I hope in the near future, greater funding is provided for the local care of our mentally ill in South Carolina. The deinstitutionalization of residential mental health facilities in Columbia had good intentions, but the state’s failure to support local treatment and care was a foolish decision.
— Bob Noë, Columbia, S.C.
Sheheen’s a great guy, but new proposal is empty
To the editor:
Vincent Sheheen is a great guy. He wants to be liked by everyone. That’s why he keeps losing. The offenses that he states qualify for this lovely proposal don’t face prison time. It’s a vacant and empty proposal. Be bold Vincent and maybe one day people will care enough to vote for you.

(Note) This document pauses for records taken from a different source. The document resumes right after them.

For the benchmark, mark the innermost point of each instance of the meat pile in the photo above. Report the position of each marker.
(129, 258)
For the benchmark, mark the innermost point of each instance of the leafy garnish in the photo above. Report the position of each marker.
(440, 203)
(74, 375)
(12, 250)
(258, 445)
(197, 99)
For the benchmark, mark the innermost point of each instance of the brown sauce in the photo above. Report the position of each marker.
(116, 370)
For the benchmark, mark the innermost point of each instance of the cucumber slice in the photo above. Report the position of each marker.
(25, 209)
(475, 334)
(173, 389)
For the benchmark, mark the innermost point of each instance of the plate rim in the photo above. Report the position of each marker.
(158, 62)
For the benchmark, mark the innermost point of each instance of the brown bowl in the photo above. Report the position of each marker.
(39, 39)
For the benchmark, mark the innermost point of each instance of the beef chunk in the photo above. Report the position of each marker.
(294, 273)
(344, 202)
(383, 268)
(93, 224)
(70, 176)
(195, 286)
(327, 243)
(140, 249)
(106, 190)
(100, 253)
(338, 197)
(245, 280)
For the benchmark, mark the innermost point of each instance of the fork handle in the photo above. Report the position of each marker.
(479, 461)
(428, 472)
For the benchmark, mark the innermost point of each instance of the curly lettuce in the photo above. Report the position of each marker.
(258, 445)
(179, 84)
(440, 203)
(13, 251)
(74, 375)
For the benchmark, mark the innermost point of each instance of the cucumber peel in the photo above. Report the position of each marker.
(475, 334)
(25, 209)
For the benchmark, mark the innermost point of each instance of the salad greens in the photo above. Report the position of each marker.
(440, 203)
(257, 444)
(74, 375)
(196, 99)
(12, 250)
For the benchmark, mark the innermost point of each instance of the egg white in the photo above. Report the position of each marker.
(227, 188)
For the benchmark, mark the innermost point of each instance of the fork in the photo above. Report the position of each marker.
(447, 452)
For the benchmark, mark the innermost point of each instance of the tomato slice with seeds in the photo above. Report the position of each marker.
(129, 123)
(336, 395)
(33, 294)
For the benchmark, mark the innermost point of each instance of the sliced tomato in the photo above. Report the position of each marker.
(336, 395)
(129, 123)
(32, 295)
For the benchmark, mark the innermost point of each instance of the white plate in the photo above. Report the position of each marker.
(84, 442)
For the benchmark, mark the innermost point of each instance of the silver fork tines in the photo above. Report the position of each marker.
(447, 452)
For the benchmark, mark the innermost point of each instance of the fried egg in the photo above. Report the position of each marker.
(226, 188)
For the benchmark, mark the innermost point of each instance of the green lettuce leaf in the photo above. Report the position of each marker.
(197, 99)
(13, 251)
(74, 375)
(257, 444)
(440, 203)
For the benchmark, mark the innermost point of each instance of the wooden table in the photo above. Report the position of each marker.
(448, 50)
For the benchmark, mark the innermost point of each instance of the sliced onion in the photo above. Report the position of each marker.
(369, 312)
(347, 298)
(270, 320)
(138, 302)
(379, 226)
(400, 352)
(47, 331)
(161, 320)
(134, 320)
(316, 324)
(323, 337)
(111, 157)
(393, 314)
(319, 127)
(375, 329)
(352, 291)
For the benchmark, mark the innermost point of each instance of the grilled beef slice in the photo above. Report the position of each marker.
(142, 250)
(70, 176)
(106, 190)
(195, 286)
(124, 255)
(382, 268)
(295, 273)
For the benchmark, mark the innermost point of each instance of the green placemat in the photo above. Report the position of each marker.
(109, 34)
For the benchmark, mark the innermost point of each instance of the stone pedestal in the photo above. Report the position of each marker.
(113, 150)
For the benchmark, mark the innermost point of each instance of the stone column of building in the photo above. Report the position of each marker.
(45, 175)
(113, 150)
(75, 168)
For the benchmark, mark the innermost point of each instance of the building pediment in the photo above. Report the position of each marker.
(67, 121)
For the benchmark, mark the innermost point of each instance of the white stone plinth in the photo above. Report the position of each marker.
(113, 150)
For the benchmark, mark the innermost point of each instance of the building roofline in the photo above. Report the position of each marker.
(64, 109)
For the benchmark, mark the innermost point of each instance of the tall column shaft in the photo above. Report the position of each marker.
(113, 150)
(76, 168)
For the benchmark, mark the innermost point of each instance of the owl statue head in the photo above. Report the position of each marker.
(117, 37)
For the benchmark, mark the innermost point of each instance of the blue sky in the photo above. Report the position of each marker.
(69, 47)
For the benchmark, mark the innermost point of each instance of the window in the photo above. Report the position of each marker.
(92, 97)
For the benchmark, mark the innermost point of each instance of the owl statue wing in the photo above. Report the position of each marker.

Our archaic system of punishment produces gross recidivism. If people are not mentally ill or addicts when they enter, they are when they exit. One hundred years from now the way we treat our sick will be viewed with as much disgust as the way we view slavery. Waste of human life. Not just for the offender, but their loved ones suffer horribly and the community suffers from zero attempt to do anything but inflict further trauma.
Hateful, ignorant and Vincent is no savior but only taking the safest of all positions. Boo on him!
— Lisa Potts Kirchner, Charleston, S.C.